Toda ley que no contenga un ideal ético de justicia es ilegítima, pues lo que es legítimo puede deslegitimarse pero lo ilegítimo no se puede legitimar. Así lo entendieron los juristas romanos y se mantiene en el derecho actual, cuando se afirma que lo que es inicialmente nulo, no puede convalidarse por el transcurso del tiempo.
También en las fuentes del derecho romano, considerado como la razón escrita, se encuentran antecedentes elocuentes de que “no todo lo que es lícito es honesto”, como decía Paulo, y que el derecho es el “arte de lo bueno y de lo justo”, según Celso.
Según lo expuesto anteriormente, puede afirmarse que lo legal se legitima por la justicia y, cuando esto no ocurre, surge la llamada desobediencia legítima o la obediencia deslegitimada.

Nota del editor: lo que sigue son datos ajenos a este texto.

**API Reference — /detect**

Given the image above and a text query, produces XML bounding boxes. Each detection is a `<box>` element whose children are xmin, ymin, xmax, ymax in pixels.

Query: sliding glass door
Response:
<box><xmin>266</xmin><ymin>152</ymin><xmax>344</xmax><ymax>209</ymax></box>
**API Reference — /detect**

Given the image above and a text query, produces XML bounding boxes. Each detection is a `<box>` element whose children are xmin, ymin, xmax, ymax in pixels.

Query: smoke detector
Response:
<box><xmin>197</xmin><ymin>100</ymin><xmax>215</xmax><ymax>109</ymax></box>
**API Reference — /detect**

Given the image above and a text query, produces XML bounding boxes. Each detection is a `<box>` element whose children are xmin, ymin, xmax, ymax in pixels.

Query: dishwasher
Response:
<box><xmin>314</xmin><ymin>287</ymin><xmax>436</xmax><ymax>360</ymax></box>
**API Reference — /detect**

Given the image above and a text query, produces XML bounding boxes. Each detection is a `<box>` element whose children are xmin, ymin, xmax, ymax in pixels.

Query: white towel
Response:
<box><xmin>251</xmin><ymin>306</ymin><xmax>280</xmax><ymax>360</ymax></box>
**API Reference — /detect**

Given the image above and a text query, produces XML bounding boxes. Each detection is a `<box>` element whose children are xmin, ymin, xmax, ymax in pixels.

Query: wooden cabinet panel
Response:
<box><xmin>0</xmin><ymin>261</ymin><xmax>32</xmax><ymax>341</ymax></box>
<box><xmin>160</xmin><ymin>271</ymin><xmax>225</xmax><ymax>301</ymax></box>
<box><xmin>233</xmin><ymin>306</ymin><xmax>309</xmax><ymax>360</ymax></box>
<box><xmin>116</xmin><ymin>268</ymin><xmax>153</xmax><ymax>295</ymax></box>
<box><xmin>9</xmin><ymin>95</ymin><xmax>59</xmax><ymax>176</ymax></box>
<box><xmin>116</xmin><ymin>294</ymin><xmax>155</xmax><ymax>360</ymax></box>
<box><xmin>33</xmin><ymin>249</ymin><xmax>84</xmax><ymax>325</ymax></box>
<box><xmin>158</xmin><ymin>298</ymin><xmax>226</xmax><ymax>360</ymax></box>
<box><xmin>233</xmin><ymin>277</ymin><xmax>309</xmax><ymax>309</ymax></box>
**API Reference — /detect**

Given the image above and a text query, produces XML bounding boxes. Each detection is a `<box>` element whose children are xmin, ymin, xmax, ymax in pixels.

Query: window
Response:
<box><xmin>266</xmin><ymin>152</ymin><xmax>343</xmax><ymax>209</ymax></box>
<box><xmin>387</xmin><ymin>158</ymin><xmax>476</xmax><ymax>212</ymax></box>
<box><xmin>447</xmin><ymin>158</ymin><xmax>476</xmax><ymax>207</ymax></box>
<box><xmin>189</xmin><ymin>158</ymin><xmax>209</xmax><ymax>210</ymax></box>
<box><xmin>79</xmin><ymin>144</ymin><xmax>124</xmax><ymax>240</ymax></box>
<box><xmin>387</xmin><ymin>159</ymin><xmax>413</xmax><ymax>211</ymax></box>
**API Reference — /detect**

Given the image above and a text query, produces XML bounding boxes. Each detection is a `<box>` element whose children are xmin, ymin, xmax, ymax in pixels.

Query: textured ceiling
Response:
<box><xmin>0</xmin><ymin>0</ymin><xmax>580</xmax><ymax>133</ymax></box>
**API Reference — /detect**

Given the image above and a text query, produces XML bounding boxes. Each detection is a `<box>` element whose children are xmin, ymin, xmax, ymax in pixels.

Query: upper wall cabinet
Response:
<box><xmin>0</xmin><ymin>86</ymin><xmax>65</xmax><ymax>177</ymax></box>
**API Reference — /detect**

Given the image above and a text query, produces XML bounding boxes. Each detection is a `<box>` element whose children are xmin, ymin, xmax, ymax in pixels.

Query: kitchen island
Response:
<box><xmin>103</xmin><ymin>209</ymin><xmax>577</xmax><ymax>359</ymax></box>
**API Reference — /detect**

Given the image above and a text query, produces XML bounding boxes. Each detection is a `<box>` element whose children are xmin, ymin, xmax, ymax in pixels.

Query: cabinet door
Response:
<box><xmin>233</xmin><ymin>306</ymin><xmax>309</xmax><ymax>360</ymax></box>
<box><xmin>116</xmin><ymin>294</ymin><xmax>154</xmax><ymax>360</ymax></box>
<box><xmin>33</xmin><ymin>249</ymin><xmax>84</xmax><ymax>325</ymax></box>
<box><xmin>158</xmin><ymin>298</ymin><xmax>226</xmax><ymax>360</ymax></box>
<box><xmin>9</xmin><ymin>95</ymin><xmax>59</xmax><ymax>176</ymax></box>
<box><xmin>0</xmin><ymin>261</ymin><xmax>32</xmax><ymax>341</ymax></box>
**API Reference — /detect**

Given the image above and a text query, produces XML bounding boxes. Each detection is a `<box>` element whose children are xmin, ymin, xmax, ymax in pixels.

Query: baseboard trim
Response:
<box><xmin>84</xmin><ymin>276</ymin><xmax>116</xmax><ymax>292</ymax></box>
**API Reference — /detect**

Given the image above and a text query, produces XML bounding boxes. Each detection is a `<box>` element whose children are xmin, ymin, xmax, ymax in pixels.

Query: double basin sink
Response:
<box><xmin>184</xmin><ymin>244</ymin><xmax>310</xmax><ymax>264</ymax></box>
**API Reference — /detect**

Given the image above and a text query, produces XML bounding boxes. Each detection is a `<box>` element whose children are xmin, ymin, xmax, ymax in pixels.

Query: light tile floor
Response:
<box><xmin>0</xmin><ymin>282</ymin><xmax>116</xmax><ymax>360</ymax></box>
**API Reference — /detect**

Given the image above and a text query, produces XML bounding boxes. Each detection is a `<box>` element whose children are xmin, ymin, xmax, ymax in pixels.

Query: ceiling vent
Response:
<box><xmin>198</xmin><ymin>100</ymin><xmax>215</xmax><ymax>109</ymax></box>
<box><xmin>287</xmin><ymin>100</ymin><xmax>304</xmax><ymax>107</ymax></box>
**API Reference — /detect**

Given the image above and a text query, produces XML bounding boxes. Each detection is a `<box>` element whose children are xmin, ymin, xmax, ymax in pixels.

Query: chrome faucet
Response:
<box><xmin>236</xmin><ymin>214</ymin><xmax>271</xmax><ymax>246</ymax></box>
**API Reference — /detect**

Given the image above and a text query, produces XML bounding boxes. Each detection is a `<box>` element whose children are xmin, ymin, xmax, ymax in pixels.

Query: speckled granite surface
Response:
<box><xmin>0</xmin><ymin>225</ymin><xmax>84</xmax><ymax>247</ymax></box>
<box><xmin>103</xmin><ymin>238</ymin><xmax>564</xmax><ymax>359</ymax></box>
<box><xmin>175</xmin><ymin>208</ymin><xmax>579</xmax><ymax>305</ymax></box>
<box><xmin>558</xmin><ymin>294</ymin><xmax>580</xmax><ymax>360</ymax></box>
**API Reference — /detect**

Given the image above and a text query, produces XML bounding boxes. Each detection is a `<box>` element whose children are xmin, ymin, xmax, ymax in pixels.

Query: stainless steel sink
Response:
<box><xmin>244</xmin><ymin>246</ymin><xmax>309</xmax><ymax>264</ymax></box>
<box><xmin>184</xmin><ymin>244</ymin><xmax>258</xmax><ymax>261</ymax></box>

Como enseña Montesquieu, “una cosa no es justa por ser ley. Debe ser ley porque es justa”, y conforme a los principios clásicos de “vivir honestamente, no dañar a otro y dar a cada uno su derecho”, el propio Séneca afirmaba que “lo que las leyes no prohíben puede prohibirlo la honestidad”.
Para el sociólogo alemán Max Weber, el problema de la obediencia se encuadra en la autoridad legítima de los gobernantes, según que sean elegidos por la mayoría y ejerzan el poder desde una versión legalmente establecida o el poder basado en la superioridad. Con este criterio distingue la legalidad de la legitimidad, proclamando la superioridad de ésta sobre aquélla.
Con base a esos principios, Fernando de los Ríos sostenía que, “en una autocracia, la desobediencia es un deber; en una democracia la obediencia es una necesidad”.
A este respecto, merece citarse, sin olvidar a Gandhi, el ejemplo de Martin Luther King, líder del movimiento de la desobediencia civil no violenta, asesinado hace más de de medio siglo y cuyas principales ideas sobre el tema eran: desobedecer algo que indiscutiblemente sea injusto; no usar nunca la violencia, agotar antes todos los recursos legales; aceptar el castigo legalmente impuesto y aceptarlo como justificante de la denuncia.Ese comportamiento tuvo en el filósofo griego Sócrates el ejemplo más elocuente, al aceptar como primer deber del ciudadano su condena a muerte, pese a ser injusta, y preferir cumplirla a aceptar la huída que le proponían y facilitaban sus discípulos.
En el caso anterior, merece especial mención la respuesta que el sabio ateniense dio a su mujer Jantipa cuando, al reprocharle aceptar una sentencia injusta, le replicó diciéndole si prefería que la condena a muerte fuese justa. Su ejemplo pasó a la historia por dar testimonio con su vida de la injusticia cometida con su muerte.
El propio Sócrates había dicho que es peor cometer una injusticia que padecerla, porque quien la comete se convierte en injusto y quien la padece no.
Si la letra mata y el espíritu vivifica, no puede extrañarnos que Montesquieau publicase su obra más importante con el título “El espíritu de la leyes”.